Vladislav Živanović (Владислав Живановић; born 22 January 1974) is a politician in Serbia. He has served in the municipal government of Sombor and was elected to the Assembly of Vojvodina in the 2020 provincial election. Živanović is a member of the Movement for the Restoration of the Kingdom of Serbia (Pokret obnove Kraljevine Srbije, POKS).

==Early life and career==
Živanović was born in Sombor, Vojvodina, in what was then the Socialist Republic of Serbia in the Socialist Federal Republic of Yugoslavia. He was raised in the municipality, trained in catering and worked in the field for a number of years, and began working for the PTT Saobracaja Srbija in 2006. In 2012, he was certified as a professional economist.

==Politician==
===Municipal politics===
Živanović entered political life as a member of the Serbian Renewal Movement (Srpski pokret obnove, SPO). He received the fourth position on the SPO's electoral list for the Sombor municipal assembly in the 2012 Serbian local elections and was elected when the list won four mandates. He served in the assembly for two years and was appointed as deputy mayor in April 2014 when a new local coalition government was formed. At the time of his appointment, he was president of the SPO for the West Bačka District and a member of its executive board at the republic level. During this period, Živanović also chaired Sombor's committee for traffic safety.

He was promoted to the second position on the SPO's list in the 2016 local elections and was elected to a second term when the list again won four seats. He became a member of city council (i.e., the executive branch of the city government) after the election, with responsibility of co-ordinating projects of importance for the city. He stood down from the council in 2017.

The SPO split in 2017, and several dissident members left the party to form the POKS. Živanović was a founding member of the new party and was chosen as president of its city board in Sombor in September 2017. He also became president of the POKS executive board for Vojvodina when the provincial wing was formally established in December 2017.

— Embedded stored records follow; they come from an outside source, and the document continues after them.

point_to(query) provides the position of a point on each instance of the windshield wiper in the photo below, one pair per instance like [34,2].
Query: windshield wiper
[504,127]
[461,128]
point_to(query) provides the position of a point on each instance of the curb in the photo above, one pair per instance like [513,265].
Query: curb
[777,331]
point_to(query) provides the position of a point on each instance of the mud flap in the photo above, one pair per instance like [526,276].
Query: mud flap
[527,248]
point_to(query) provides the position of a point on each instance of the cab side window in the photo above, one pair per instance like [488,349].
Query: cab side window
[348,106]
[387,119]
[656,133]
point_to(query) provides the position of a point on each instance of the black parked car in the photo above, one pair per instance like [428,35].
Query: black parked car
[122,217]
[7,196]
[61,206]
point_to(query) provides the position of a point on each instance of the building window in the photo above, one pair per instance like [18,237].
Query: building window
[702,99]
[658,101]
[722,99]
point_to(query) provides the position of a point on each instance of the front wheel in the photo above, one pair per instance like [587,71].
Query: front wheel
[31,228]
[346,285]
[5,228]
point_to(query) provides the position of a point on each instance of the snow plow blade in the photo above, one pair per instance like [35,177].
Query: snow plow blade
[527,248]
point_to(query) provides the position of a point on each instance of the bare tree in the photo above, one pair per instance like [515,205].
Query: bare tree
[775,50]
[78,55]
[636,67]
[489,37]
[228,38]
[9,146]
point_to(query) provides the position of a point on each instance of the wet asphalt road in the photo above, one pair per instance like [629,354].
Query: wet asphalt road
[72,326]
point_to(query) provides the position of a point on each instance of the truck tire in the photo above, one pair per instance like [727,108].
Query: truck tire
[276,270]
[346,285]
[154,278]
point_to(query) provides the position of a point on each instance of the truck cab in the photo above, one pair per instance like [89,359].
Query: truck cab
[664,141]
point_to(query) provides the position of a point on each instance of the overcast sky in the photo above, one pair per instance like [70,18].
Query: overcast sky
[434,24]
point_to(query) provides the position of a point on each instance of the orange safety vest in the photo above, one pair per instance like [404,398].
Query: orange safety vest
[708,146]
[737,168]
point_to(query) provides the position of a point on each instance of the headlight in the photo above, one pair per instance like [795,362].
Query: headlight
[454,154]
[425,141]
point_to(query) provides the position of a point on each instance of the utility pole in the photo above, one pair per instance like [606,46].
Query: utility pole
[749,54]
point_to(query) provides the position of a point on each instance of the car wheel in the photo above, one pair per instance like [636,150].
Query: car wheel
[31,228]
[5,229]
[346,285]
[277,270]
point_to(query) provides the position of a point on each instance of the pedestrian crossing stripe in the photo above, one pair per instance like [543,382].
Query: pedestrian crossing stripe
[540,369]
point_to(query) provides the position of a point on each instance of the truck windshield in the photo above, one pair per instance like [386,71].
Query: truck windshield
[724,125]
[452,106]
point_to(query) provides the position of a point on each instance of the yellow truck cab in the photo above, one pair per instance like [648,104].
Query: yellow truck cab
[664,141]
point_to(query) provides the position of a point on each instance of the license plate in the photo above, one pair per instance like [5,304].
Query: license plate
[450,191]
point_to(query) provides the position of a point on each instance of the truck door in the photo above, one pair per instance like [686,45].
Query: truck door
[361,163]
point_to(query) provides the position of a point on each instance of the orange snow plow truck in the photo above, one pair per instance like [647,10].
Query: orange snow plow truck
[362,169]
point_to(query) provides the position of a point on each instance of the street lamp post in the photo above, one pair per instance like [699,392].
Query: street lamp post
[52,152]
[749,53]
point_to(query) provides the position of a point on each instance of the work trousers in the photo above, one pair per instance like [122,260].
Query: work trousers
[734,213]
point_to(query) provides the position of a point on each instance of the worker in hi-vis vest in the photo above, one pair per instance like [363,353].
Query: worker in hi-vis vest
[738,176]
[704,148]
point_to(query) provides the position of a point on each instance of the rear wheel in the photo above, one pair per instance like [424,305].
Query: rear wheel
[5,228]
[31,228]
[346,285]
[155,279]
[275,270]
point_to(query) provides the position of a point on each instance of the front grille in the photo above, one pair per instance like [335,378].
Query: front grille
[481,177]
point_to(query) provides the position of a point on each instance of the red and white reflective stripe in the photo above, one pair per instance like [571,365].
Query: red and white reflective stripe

He appeared in the lead position on the POKS list for the Sombor municipal assembly in the 2020 local elections and was re-elected when the list won five mandates.

===Member of the Assembly of Vojvodina===
Živanović received the second position on the POKS list for the Vojvodina provincial assembly in the 2020 provincial election and was elected when the list won five mandates. He is currently the deputy leader of the POKS group in the assembly, the leader of the committee on co-operation with the national assembly committees in the exercise of competencies of the province, and a member of the committee on health, social policy, labour, demographic policy, and social child care.